In July 2021, HM Treasury published two consultations that invite input from art market stakeholders.
The following areas are covered:
- ‘Digital art’ being included in the definition of ‘work of art’ in context of the Money Laundering Regulations (meaning that digital art transactions for 10K+ Euros would also trigger the need to conduct AML checks). This incorporates the meaning of ‘digital art’.
- ‘Artists’ being caught under scope of anti-money laundering legislation… or not.
- Who is an ‘artist’, anyway – the person who made a piece or to whom it is attributed? And the individual vs the artist business?
- How cryptoassets are being regulated for AML… which could incorporate NFTs.
- Inclusion of ‘antiquities’ as a sector regulated under the Money Laundering Regulations.
If the above points pique your interest, keep reading and get involved by responding to one or both of the consultations explained and linked below.
Deadline for responses: 14th October 2021.
Email responses can be sent to [email protected] .
The above consultation focuses on amendments to the existing Money Laundering Regulations, the results of which are set to be passed as a Statutory Instrument in Parliament (Spring 2022).
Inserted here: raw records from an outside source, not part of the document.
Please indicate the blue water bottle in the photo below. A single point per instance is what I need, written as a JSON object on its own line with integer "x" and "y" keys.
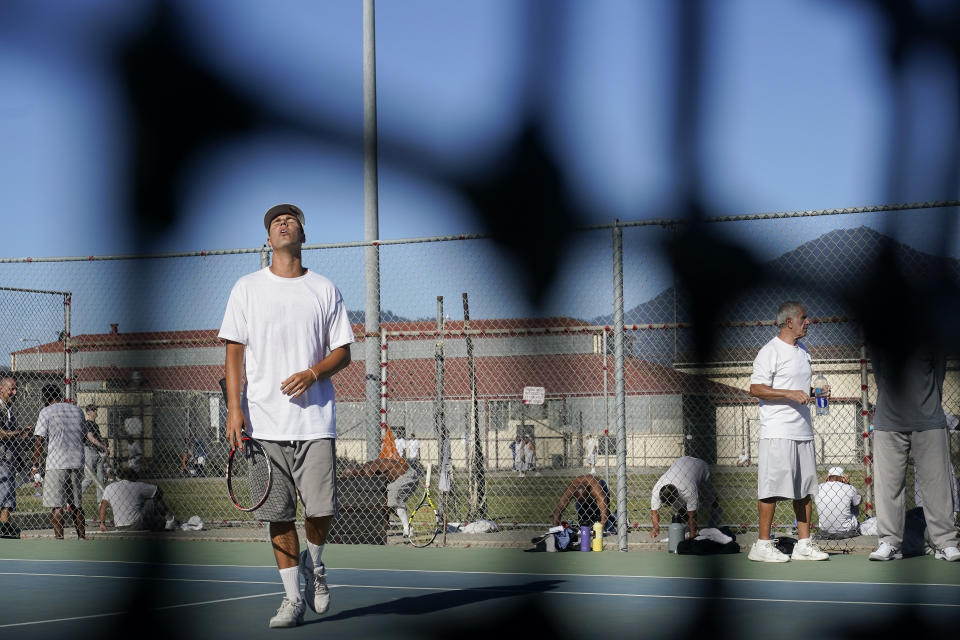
{"x": 819, "y": 390}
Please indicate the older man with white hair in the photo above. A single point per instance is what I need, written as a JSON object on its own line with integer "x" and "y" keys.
{"x": 786, "y": 467}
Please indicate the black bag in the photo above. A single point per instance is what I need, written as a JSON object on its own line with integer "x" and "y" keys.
{"x": 709, "y": 547}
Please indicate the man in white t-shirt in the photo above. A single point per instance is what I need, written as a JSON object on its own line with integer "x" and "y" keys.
{"x": 413, "y": 448}
{"x": 287, "y": 333}
{"x": 61, "y": 425}
{"x": 838, "y": 505}
{"x": 687, "y": 488}
{"x": 786, "y": 468}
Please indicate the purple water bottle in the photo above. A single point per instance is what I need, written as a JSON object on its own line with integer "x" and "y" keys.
{"x": 584, "y": 538}
{"x": 820, "y": 390}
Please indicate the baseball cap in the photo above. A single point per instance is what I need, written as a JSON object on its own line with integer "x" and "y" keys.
{"x": 279, "y": 210}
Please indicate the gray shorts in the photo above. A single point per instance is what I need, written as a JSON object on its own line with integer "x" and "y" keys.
{"x": 307, "y": 466}
{"x": 786, "y": 469}
{"x": 62, "y": 487}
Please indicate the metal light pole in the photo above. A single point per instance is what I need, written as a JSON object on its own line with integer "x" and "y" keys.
{"x": 371, "y": 225}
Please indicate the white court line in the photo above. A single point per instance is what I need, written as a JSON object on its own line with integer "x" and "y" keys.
{"x": 508, "y": 573}
{"x": 644, "y": 595}
{"x": 142, "y": 578}
{"x": 120, "y": 613}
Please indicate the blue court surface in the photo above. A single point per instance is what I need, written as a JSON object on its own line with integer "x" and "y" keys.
{"x": 107, "y": 589}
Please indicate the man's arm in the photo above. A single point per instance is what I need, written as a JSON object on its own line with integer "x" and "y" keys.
{"x": 234, "y": 374}
{"x": 326, "y": 368}
{"x": 765, "y": 392}
{"x": 103, "y": 515}
{"x": 37, "y": 450}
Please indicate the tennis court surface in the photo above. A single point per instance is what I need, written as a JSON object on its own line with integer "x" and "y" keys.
{"x": 210, "y": 589}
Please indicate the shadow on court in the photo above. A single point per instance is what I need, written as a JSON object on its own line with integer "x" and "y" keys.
{"x": 435, "y": 602}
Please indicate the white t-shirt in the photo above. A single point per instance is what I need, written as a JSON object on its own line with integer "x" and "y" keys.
{"x": 591, "y": 449}
{"x": 62, "y": 424}
{"x": 783, "y": 366}
{"x": 689, "y": 475}
{"x": 126, "y": 499}
{"x": 835, "y": 502}
{"x": 286, "y": 325}
{"x": 413, "y": 450}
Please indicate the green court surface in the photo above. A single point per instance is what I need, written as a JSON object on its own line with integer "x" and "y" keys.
{"x": 213, "y": 589}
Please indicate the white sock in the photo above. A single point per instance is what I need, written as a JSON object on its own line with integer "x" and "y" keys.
{"x": 291, "y": 582}
{"x": 404, "y": 520}
{"x": 316, "y": 551}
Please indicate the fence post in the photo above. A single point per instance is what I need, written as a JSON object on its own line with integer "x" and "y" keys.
{"x": 67, "y": 360}
{"x": 619, "y": 386}
{"x": 867, "y": 441}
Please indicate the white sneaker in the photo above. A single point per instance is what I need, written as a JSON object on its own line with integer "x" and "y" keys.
{"x": 807, "y": 550}
{"x": 886, "y": 552}
{"x": 315, "y": 590}
{"x": 950, "y": 554}
{"x": 290, "y": 614}
{"x": 765, "y": 551}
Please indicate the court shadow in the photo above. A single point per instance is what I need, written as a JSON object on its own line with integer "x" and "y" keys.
{"x": 440, "y": 601}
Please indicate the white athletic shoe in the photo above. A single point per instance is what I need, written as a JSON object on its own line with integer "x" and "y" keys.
{"x": 950, "y": 554}
{"x": 765, "y": 551}
{"x": 886, "y": 552}
{"x": 807, "y": 550}
{"x": 315, "y": 590}
{"x": 290, "y": 614}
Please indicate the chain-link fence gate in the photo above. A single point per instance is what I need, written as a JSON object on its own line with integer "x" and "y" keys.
{"x": 613, "y": 352}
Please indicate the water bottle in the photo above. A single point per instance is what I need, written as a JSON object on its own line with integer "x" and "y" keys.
{"x": 584, "y": 538}
{"x": 675, "y": 535}
{"x": 819, "y": 390}
{"x": 597, "y": 544}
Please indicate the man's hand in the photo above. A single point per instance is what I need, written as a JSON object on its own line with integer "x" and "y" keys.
{"x": 795, "y": 395}
{"x": 297, "y": 383}
{"x": 234, "y": 429}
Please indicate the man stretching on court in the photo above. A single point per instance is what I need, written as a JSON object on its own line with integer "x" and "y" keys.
{"x": 287, "y": 332}
{"x": 786, "y": 468}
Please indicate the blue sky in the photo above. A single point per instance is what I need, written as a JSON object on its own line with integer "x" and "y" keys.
{"x": 795, "y": 113}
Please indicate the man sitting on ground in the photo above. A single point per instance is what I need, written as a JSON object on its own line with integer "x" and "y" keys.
{"x": 838, "y": 505}
{"x": 402, "y": 478}
{"x": 591, "y": 497}
{"x": 137, "y": 506}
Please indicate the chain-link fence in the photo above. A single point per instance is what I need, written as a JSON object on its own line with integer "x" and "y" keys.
{"x": 515, "y": 406}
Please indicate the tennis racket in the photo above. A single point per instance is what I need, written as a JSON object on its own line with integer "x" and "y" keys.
{"x": 249, "y": 472}
{"x": 425, "y": 522}
{"x": 249, "y": 475}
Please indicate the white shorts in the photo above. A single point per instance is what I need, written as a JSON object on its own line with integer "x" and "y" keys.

Key points for the art market to address:
Chapter 2: Changes in scope to reflect latest risk assessments:
This focuses on the possible inclusion of artists (incorporating artist estates) and considers if digital art will be brought into scope.
> Clause 2.30 suggests a definition of ‘artist’.
–> Food for thought: Considering the intention of AML legislation in context of potential vulnerabilities of artist businesses being targeted by criminals, might artists who are selling direct (not via a regulated dealer / gallery / platform) be caught in scope of the Money Laundering Regulations?
–> Where to respond: Box 2.C, question no. 11 (see the wording for the proposed new definition of an AMP in Annex D, 14 on p. 50 of the consultation).
> Clause 2.33 gives a definition of digital art.
–> Food for thought: Might digital art not be how it’s made, but presented (for example, digital art can be printed on canvas and a painting can be presented as a video). That said, this does not include NFTs (see Chapter 6 below).
–> Where to respond: Box 2.C, question no. 12.
Chapter 6: Transfers of cryptoassets
This broadly considers how cryptoassets are being handled.
> Clause 6.7 proposes that the whole of the cryptoasset sector is handled in one place, which could include NFTs (althogh not specifically named in the consultation). See the definition of ‘cryptoasset’ in the footnote on page 29.
–> Food for thought: This could include NFTs.
–> Where to respond: Box 6.A, question no. 56 (and optionally 58 for timescale).
> Clause 6.12 notes what information might be required depending on the value of the transaction (converted from a cryptocurrency into GBP when applicable).
–> Where to respond: Box 6.B, question no. 59.
> Clause 6.24 suggests that the de minimis amount to trigger additional information to accompany the transfer be set at 1,000 GBP. This is obviously significantly lower than the 10K EUR threshold set for transactions involving ‘works of art’.
–> Where to respond: Box 6.C, question no. 60 (plus optionally 61 re: linked transactions).
CLICK HERE to open and download the consultation: Amendments to the MLRs 2017 as a Statutory Instrument 2022.
The above consultation reviews the regulatory and supervisory regime. A highlight for the art market is that it will potentially bring antiquities into scope. The results with proposed reforms are set to be published in a report in summer 2022.
Key points for the art market to address:
Chapter 2: Systemic review
> Clause 2.17 specifies antiquities as a potential new sector.
–> Food for thought: What might be the definition of ‘antiquities’? Much like defining an artist and work of art as in the first consultation above, this is a key point for consideration and suggestion by the industry.
–> Where to respond: (iv) Extent of the regulated sector, question no. 12.